Map of Switzerland
A land of chocolate, pocket knives, neutrality, private bank accounts, and the mighty, glacier-clad peaks of the Alps.Switzerland is famously a land divided by four languages: French in the west, Swiss German in the central and eastern part of the country, Italian in parts of the south, and Romansch, a vestigial Latin dialect spoken in some remote valleys.
Switzerland is also famous for the Alps stretching along its southern border from France across Italy to Austria and Liechtenstein. Many of the Alps’ most jaw-dropping vistas are linked by some of the most spectacular scenic rail lines in the world. The mountains are laced with summer hiking trails, and its chalet-sprinkled villages fuel the shushing dreams of skiers from chic Zermatt to earthy Grindelwald beneath the Jungfrau, site of Europe’s highest train station. But the Alps only cover the southeastern half of this mountainous nation.
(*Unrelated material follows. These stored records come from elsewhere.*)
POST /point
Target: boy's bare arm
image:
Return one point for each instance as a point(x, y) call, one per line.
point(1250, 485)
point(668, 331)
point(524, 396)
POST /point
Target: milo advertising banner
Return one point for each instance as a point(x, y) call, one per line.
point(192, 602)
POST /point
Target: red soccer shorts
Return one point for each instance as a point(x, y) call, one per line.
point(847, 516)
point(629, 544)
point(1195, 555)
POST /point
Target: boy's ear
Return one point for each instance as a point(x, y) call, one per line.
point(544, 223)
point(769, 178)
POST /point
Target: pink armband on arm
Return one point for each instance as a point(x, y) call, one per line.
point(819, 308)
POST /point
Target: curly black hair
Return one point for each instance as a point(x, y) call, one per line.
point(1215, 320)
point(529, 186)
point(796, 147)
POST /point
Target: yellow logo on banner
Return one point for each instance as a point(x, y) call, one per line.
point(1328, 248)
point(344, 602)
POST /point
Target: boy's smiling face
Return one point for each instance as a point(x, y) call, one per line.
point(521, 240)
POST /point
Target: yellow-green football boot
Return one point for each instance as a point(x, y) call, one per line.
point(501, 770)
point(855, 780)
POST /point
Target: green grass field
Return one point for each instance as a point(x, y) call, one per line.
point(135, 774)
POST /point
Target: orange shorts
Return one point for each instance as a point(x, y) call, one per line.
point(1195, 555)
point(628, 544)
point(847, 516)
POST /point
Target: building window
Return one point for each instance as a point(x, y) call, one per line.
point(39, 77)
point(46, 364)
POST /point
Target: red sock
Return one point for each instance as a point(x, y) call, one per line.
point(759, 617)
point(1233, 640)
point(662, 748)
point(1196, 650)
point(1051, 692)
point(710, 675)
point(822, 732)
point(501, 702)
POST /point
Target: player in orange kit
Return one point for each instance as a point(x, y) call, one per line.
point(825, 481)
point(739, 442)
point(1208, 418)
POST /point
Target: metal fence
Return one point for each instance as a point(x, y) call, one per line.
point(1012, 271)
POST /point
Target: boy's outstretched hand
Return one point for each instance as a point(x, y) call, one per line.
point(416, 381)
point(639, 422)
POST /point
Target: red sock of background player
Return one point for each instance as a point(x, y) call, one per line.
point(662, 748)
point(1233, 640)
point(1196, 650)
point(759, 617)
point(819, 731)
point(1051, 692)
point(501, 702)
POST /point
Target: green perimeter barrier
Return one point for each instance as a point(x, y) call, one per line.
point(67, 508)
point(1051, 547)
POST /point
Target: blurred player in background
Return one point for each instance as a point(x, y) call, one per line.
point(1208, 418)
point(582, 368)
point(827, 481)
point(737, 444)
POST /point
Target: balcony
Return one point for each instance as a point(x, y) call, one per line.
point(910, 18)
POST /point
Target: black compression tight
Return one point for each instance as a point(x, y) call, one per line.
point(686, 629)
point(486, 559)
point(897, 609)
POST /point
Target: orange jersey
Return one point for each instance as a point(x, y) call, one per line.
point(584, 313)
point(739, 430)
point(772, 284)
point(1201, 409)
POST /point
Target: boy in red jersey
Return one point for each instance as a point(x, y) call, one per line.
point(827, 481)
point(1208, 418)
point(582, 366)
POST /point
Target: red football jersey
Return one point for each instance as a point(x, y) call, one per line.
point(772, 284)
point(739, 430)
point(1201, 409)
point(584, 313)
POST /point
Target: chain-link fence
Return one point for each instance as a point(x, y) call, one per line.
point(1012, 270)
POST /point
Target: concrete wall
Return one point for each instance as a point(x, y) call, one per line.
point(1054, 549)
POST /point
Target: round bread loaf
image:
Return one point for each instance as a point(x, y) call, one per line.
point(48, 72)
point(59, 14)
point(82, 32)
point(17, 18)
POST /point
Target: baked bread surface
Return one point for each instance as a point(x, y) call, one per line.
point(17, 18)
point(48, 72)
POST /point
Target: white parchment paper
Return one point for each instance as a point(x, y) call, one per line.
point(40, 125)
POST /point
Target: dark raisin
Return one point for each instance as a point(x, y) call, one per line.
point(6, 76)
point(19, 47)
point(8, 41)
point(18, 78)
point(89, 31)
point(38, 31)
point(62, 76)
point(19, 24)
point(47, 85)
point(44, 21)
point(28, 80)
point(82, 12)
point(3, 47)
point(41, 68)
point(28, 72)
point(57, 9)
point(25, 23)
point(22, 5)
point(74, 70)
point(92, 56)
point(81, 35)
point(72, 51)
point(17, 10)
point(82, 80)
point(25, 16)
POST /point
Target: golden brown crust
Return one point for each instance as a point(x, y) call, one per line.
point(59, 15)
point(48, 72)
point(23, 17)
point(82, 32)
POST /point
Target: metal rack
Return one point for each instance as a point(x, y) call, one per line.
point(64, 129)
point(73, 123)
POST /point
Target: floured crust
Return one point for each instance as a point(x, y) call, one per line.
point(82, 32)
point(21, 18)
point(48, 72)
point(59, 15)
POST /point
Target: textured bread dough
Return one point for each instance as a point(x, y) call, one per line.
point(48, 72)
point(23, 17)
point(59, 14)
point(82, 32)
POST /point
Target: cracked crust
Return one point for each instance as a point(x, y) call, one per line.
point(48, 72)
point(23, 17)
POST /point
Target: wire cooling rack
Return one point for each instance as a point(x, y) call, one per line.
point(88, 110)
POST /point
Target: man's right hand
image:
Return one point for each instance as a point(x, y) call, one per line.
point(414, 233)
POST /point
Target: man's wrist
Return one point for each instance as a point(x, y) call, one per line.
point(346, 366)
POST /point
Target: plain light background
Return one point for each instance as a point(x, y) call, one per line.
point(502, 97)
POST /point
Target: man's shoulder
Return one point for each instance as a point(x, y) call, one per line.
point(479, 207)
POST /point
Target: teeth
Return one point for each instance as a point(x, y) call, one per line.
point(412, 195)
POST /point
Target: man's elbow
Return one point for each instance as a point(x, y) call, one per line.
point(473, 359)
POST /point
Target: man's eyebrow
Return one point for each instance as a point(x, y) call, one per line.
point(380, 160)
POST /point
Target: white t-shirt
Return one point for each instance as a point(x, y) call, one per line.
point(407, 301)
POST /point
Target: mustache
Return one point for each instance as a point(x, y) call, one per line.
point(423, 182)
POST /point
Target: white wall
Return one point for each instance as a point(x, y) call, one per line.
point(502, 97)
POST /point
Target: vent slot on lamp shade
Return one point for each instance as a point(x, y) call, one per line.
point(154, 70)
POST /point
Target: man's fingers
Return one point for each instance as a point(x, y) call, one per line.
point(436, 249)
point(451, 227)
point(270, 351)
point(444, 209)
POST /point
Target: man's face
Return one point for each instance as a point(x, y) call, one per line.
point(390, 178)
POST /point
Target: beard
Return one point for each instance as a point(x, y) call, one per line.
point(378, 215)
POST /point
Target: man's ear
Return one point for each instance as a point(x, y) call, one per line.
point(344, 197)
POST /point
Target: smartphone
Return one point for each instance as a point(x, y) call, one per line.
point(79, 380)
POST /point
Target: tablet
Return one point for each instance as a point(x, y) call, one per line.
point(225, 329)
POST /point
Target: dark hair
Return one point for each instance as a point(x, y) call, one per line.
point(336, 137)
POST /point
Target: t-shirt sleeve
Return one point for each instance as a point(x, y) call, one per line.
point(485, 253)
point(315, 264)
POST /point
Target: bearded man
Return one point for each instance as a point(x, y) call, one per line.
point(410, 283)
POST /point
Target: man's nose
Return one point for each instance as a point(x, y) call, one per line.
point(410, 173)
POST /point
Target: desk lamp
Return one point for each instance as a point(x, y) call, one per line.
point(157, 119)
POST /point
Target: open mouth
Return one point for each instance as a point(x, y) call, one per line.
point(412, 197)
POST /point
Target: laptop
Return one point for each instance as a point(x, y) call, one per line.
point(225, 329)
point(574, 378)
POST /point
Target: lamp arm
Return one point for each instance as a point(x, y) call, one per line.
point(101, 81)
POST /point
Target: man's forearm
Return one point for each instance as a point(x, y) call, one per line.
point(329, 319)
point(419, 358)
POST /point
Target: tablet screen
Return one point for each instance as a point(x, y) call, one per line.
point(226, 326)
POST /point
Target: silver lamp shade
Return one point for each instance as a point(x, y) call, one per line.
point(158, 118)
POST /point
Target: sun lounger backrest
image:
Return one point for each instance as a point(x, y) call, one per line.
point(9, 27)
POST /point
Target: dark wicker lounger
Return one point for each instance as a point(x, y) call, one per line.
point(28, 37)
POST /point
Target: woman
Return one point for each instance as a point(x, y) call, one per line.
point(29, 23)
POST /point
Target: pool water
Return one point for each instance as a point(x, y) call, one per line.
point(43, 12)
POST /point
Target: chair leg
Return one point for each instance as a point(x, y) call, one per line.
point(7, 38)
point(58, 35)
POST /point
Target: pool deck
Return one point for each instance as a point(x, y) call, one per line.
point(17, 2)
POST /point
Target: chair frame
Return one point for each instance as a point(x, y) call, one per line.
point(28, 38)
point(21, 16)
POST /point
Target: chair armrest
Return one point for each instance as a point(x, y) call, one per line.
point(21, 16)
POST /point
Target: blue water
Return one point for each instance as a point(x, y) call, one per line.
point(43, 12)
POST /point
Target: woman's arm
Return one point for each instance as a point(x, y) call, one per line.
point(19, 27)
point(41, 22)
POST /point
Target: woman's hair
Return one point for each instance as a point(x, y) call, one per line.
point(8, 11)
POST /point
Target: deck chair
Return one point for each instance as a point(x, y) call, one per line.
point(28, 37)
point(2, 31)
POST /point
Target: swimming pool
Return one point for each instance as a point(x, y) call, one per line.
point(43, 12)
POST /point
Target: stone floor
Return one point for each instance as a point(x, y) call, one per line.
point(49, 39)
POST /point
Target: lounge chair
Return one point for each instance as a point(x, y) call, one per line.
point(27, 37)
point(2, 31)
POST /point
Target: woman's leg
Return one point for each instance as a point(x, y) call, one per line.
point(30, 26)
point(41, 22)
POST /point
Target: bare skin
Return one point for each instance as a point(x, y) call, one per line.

The northwest is home to the Swiss Plateau—still high, still hemmed by mountains (particularly the Jura chain forming the northwest border with France)—but riddled with lakes, sluiced by rivers, and scattered with the great cities that have grown beside them: Geneva, right at the French border at the western end of Lake Geneva (Lac Léman); Zurich on its own lake near the northeastern border with Germany; and the arts capital of Basel, wedged into the northern spot where France and Germany meet along the Rhine River. Then there’s the smallest of the big cities, the Swiss capital of Bern, a tidy town along a tight bend in the swift Aare River that’s perfectly sited in the center of a triangle formed by the other big cities (plus Interlaken, gateway to the heart of the Alps).
There are several towns that frequently serve as rail transfer stations—particularly Brig and Spiez in the west, Chur and Andermatt in the east—as well as Lausanne on the vineyard-striped north shores of Lake Geneva, and pretty Lucerne (Luzern), on its lake between Zurich, Bern, and Interlaken.